The family gave Diedrich photos of Maskill and then he started developing the sculpture. He said many times photos may not offer an accurate depiction of what a person looks like then that they look like in person. He said because most people remembered how Maskill looked later in life, the hall of fame coach will look a little older on the sculpture.
“It’s a lot of detective work and measuring just to try to figure out what the three dimensional shape his head is from a handful of two dimensional pictures from 40 years ago,” explained Diedrich, who is originally from the Detroit area but attended and graduated from the Paw Paw School District.
Diedrich said with a sculpture like the Maskill project, he might have a two-year window to complete project. However disagreements on what the finished product should look like among family members can shorten the actual time he would have to work on the project. However the Maskill sculpture process has gone fairly smoothly.
“In this case, it’s really been great to work with the Maskills. Everyone’s been really cooperative,” said Diedrich.
Diedrich said the finished project will be a three-quarter full sized figure, life size, but cut off at mid thigh. The sculpture will show Maskill being raised up on the shoulders of his football players.
“You will have three football helmets and he’s up there holding the football with his hand on one of the helmets. That kind of said everything right there. It shows the community lifting him up. We’re making it so the pedestal is high enough that the football helmet should be about the height of people’s heads going into the field. So as there is a crowd around, it looks like he’s lifted up on the shoulders of the crowd as they go in to see the game,” said Diedrich, who said the pedestal is three to four feet tall and the actual sculpture is another three to four feet tall.
Diedrich recalled his interest in sculpting started when he was a toddler when he made a woodpecker out of tin foil.
He started studying sculpture while he was in high school under Dora Natella when she was teaching at the Kalamazoo Institute of Arts. He attended the University of Michigan where he obtained his degree before he went to France to study sculpture. He returned to Kalamazoo and has been sculpting professionally since 2005. He worked at the Kalamazoo Institute Of Arts as the Sculpture Department head for four to five years. Since 2008, he has been working out of a professional studio doing sculpture, painting and drawing. He welcomes apprentices and trains artists.
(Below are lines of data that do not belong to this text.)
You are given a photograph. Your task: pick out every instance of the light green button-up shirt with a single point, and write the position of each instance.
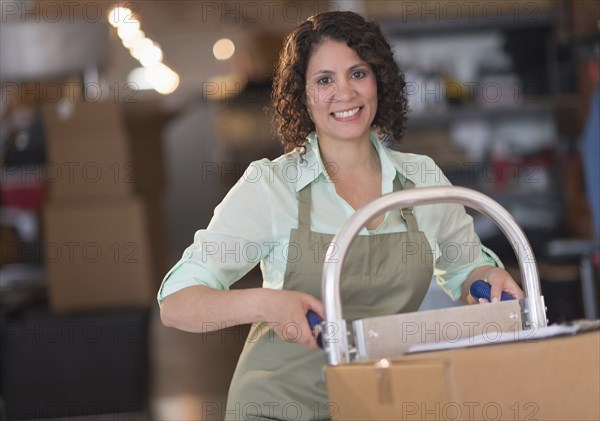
(252, 224)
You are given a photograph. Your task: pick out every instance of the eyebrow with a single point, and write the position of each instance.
(329, 72)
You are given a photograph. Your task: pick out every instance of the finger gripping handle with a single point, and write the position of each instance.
(481, 289)
(314, 321)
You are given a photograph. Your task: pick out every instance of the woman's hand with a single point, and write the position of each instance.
(500, 281)
(286, 312)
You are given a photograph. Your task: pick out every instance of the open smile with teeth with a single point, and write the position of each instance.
(346, 114)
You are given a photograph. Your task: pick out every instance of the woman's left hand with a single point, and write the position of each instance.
(500, 281)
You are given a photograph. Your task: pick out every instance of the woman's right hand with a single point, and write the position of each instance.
(286, 312)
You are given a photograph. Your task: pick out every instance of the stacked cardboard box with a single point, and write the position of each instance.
(104, 221)
(548, 379)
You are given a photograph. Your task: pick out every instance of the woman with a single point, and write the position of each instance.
(337, 93)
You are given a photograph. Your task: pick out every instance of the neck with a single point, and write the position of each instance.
(355, 156)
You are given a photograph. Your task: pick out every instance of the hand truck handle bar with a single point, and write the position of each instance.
(336, 340)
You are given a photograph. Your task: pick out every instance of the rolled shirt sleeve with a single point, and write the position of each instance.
(236, 239)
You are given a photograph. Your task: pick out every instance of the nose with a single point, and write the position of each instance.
(344, 91)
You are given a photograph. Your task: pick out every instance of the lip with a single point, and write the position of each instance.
(350, 118)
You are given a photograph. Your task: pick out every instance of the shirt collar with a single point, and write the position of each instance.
(312, 167)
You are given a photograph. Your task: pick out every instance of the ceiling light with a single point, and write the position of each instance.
(119, 15)
(223, 49)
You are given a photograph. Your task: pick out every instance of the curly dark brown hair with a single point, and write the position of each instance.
(288, 110)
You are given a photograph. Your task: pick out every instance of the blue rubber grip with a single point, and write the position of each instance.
(314, 321)
(481, 289)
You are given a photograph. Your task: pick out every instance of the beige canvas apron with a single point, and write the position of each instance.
(278, 380)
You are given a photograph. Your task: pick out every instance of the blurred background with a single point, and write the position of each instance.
(122, 126)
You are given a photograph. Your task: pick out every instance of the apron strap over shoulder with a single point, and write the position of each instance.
(407, 214)
(304, 203)
(305, 200)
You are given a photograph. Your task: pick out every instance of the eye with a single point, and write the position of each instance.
(359, 74)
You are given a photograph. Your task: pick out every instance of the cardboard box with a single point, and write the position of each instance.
(98, 255)
(91, 152)
(551, 379)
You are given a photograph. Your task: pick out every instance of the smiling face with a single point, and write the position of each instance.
(341, 92)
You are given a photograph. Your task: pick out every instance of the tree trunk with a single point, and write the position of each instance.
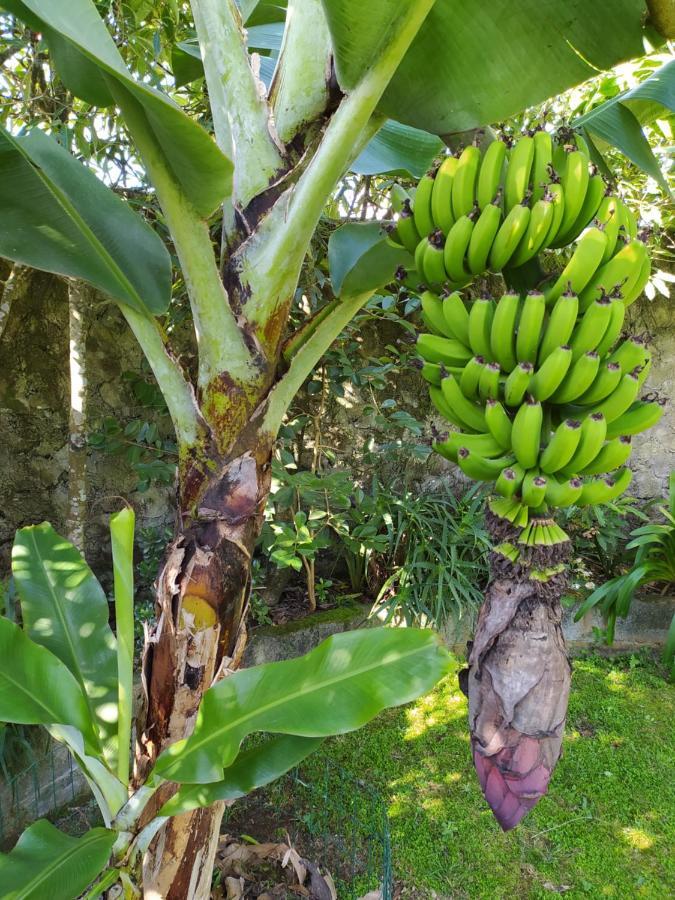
(518, 684)
(199, 637)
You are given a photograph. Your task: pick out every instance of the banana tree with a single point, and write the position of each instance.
(66, 670)
(343, 70)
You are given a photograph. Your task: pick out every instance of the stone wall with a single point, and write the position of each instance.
(34, 407)
(34, 413)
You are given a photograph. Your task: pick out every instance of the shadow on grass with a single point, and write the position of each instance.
(606, 829)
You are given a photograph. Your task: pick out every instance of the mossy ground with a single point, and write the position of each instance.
(606, 828)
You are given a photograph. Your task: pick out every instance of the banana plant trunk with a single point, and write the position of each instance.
(202, 592)
(518, 684)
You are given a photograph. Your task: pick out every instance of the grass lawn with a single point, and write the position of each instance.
(606, 829)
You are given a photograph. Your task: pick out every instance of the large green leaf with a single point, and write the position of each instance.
(338, 687)
(37, 689)
(91, 66)
(360, 258)
(122, 540)
(252, 769)
(65, 609)
(472, 64)
(618, 122)
(45, 863)
(56, 215)
(398, 150)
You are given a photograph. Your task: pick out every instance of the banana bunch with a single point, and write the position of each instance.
(543, 399)
(488, 211)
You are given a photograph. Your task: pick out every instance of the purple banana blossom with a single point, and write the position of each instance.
(518, 687)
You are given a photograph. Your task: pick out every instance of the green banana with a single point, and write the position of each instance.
(548, 377)
(574, 179)
(612, 455)
(563, 493)
(592, 201)
(456, 317)
(456, 245)
(562, 447)
(538, 227)
(581, 143)
(480, 326)
(557, 195)
(509, 236)
(638, 417)
(470, 377)
(620, 399)
(608, 216)
(432, 307)
(437, 349)
(543, 160)
(628, 221)
(560, 324)
(498, 422)
(604, 490)
(441, 194)
(482, 444)
(526, 433)
(483, 235)
(518, 170)
(432, 260)
(509, 480)
(421, 207)
(406, 230)
(630, 354)
(592, 327)
(606, 381)
(398, 197)
(490, 175)
(464, 184)
(502, 334)
(579, 378)
(582, 266)
(533, 489)
(478, 467)
(530, 326)
(592, 437)
(466, 411)
(488, 384)
(622, 271)
(517, 383)
(420, 250)
(439, 401)
(616, 320)
(431, 372)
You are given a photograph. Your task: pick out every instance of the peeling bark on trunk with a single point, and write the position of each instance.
(199, 637)
(518, 687)
(77, 423)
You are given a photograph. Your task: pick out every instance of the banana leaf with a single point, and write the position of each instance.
(251, 769)
(338, 687)
(47, 863)
(57, 216)
(65, 609)
(90, 65)
(472, 65)
(360, 258)
(398, 149)
(36, 688)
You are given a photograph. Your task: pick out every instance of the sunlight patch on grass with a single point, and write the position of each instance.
(637, 838)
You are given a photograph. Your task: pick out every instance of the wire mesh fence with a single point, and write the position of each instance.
(50, 781)
(333, 819)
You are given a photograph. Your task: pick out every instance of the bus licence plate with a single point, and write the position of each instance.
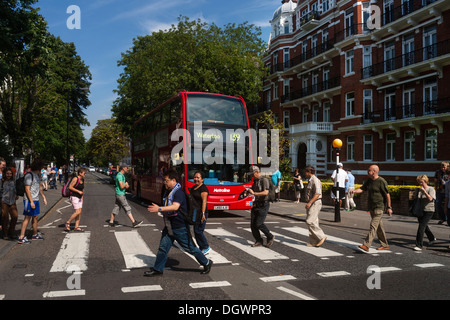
(221, 207)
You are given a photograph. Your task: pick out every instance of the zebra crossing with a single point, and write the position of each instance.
(73, 254)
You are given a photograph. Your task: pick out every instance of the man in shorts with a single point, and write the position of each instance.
(121, 200)
(31, 206)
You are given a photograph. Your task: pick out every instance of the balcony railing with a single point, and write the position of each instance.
(407, 59)
(402, 10)
(315, 88)
(425, 108)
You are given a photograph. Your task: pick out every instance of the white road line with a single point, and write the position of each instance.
(301, 245)
(335, 240)
(383, 269)
(63, 293)
(429, 265)
(135, 251)
(261, 253)
(216, 257)
(210, 284)
(73, 254)
(296, 294)
(141, 288)
(278, 278)
(333, 274)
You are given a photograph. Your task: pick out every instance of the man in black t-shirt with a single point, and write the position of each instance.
(260, 190)
(175, 227)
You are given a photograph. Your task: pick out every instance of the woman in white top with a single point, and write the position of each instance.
(9, 207)
(427, 196)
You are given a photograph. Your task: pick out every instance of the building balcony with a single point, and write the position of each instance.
(316, 92)
(433, 108)
(409, 13)
(311, 127)
(310, 20)
(434, 56)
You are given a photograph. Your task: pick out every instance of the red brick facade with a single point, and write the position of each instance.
(383, 91)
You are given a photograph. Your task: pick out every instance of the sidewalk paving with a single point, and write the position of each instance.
(53, 196)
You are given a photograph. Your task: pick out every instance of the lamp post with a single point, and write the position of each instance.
(67, 129)
(337, 144)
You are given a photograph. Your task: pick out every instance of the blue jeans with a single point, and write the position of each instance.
(257, 217)
(183, 238)
(200, 236)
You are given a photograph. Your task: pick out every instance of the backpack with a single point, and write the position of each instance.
(20, 185)
(65, 190)
(193, 216)
(272, 196)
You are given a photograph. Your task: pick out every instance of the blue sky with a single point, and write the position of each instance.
(109, 26)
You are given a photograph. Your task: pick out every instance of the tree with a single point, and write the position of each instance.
(107, 143)
(267, 121)
(40, 76)
(193, 56)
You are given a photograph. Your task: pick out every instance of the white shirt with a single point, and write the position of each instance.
(341, 177)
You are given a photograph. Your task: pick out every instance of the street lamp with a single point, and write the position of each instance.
(337, 144)
(67, 130)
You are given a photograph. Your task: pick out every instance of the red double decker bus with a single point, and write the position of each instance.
(195, 131)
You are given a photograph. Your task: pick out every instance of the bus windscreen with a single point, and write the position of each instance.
(216, 109)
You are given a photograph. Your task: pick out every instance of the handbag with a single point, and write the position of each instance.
(416, 209)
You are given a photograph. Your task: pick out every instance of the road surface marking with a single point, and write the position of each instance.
(141, 288)
(73, 253)
(135, 251)
(261, 253)
(210, 284)
(278, 278)
(295, 293)
(63, 293)
(333, 274)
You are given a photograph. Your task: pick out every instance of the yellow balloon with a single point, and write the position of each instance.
(337, 143)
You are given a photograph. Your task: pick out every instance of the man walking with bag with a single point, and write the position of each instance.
(260, 190)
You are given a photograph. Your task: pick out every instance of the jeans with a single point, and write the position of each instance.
(183, 238)
(200, 236)
(258, 216)
(423, 228)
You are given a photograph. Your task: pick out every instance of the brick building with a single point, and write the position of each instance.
(375, 74)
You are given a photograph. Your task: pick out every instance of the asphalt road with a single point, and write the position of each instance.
(108, 263)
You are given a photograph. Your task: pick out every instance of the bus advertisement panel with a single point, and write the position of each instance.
(193, 132)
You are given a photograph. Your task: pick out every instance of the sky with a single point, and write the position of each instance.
(107, 29)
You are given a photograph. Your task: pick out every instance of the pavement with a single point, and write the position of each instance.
(53, 196)
(356, 219)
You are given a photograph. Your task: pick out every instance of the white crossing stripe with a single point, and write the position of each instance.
(63, 293)
(295, 293)
(429, 265)
(278, 278)
(333, 274)
(210, 284)
(335, 240)
(141, 288)
(73, 253)
(135, 251)
(261, 253)
(301, 245)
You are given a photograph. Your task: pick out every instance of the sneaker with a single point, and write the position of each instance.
(137, 223)
(37, 236)
(270, 241)
(24, 240)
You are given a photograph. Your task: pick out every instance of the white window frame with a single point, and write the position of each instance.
(409, 146)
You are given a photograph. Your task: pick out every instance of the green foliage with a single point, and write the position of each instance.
(40, 79)
(193, 56)
(107, 143)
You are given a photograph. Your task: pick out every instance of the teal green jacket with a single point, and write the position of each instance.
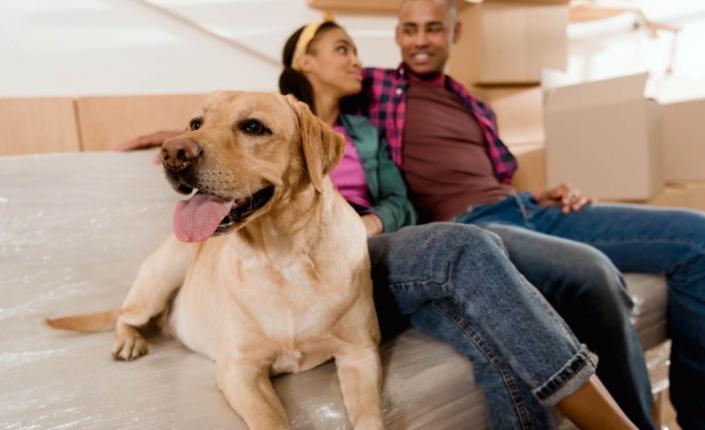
(385, 184)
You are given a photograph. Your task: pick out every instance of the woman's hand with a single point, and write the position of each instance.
(148, 140)
(373, 224)
(565, 196)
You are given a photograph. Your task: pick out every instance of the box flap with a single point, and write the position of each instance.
(595, 93)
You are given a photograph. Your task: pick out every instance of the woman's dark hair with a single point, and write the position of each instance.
(292, 81)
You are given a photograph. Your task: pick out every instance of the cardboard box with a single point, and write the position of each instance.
(107, 121)
(38, 125)
(603, 138)
(531, 175)
(519, 111)
(695, 192)
(509, 41)
(671, 196)
(683, 140)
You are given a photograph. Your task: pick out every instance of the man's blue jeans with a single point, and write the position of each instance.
(455, 283)
(571, 259)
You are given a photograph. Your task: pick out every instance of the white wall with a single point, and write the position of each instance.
(89, 47)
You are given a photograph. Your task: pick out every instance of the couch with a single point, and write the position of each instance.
(74, 228)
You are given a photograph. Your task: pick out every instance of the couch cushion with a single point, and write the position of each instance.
(73, 231)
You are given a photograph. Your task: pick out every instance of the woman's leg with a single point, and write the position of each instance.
(496, 316)
(655, 240)
(586, 289)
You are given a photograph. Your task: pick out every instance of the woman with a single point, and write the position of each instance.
(451, 281)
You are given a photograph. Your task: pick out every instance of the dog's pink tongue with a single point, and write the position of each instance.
(197, 219)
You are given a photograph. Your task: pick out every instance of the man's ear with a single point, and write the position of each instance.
(397, 34)
(457, 31)
(321, 146)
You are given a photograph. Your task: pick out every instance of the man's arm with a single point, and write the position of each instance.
(565, 196)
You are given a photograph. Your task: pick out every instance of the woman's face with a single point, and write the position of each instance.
(332, 65)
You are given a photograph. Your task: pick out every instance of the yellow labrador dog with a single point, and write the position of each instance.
(267, 271)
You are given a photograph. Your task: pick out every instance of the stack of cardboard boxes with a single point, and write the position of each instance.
(610, 141)
(504, 47)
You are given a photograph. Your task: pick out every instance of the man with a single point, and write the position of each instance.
(457, 168)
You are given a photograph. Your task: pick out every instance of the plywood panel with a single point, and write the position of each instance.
(36, 125)
(105, 122)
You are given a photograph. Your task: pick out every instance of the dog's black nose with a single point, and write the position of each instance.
(178, 154)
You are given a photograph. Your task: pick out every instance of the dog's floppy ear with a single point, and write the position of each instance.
(322, 147)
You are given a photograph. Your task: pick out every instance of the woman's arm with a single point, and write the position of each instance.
(393, 206)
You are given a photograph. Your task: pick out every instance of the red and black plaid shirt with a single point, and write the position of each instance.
(385, 106)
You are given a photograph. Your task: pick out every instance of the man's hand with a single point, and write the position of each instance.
(568, 198)
(373, 225)
(148, 140)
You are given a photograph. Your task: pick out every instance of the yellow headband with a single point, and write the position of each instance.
(307, 35)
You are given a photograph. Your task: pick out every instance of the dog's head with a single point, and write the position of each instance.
(244, 154)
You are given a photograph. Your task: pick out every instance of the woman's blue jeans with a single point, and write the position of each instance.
(571, 259)
(455, 283)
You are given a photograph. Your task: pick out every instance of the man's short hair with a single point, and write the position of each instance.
(452, 9)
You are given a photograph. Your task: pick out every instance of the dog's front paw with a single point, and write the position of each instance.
(129, 344)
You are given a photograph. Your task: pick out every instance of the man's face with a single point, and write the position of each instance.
(424, 34)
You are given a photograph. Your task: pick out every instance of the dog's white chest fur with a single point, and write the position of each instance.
(287, 300)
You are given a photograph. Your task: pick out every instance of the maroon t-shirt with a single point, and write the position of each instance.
(445, 159)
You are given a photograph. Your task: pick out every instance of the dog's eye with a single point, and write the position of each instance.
(252, 126)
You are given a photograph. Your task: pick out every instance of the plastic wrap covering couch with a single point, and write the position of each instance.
(73, 231)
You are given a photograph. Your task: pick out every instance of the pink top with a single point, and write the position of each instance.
(349, 176)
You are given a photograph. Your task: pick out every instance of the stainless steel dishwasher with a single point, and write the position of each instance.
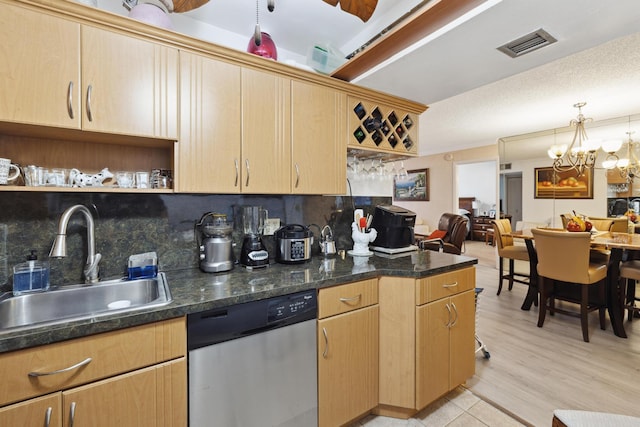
(254, 364)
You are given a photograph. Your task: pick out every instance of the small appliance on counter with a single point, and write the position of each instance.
(253, 253)
(293, 244)
(213, 236)
(395, 229)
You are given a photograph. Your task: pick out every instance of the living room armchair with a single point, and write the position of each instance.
(450, 235)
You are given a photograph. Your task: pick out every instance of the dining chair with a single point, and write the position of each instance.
(565, 274)
(506, 249)
(630, 271)
(620, 225)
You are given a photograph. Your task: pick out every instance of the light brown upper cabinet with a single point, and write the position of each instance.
(60, 73)
(208, 154)
(40, 68)
(235, 134)
(266, 133)
(319, 148)
(130, 85)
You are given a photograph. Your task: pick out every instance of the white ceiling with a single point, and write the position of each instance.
(476, 94)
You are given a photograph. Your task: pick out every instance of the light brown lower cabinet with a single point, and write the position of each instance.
(133, 384)
(445, 346)
(427, 347)
(347, 352)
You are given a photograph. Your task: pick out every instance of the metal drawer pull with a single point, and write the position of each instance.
(89, 115)
(60, 371)
(352, 299)
(72, 414)
(235, 161)
(455, 309)
(325, 352)
(246, 163)
(448, 324)
(47, 417)
(70, 100)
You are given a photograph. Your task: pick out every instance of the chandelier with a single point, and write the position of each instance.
(629, 166)
(581, 153)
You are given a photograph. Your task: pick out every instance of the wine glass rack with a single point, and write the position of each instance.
(376, 127)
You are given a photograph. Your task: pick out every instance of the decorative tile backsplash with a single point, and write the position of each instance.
(127, 224)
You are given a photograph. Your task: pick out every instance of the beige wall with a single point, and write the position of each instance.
(442, 185)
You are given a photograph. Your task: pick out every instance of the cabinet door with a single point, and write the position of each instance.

Born in Detroit April 10, 1923, Maskill began his coaching career with a six-year stint at Sheridan High School where he compiled a 31-18-1 record. However most of his 40 years teaching and coaching was spent at G-A High School where he coached football 34 years, taught physical education for 25 years, was athletic director and spent 18 years teaching science.
Known as “Coach” by most people, Maskill coached at G-A from 1957-1990. He guided four G-A football teams to state championships (1962, 1966, 1967, and 1970), two state runner up finishes in 1990 and 1959 and compiled a 241-66-1 record. Longtime G-A football historian Dale Martin thought Maskill helped coach for one year at the JV level after he stepped down as varsity coach in 1990. Once recognized as having the most high school wins in the State of Michigan, Maskill’s final win-loss record stands at 272-84-2 over a brilliant 40-year career.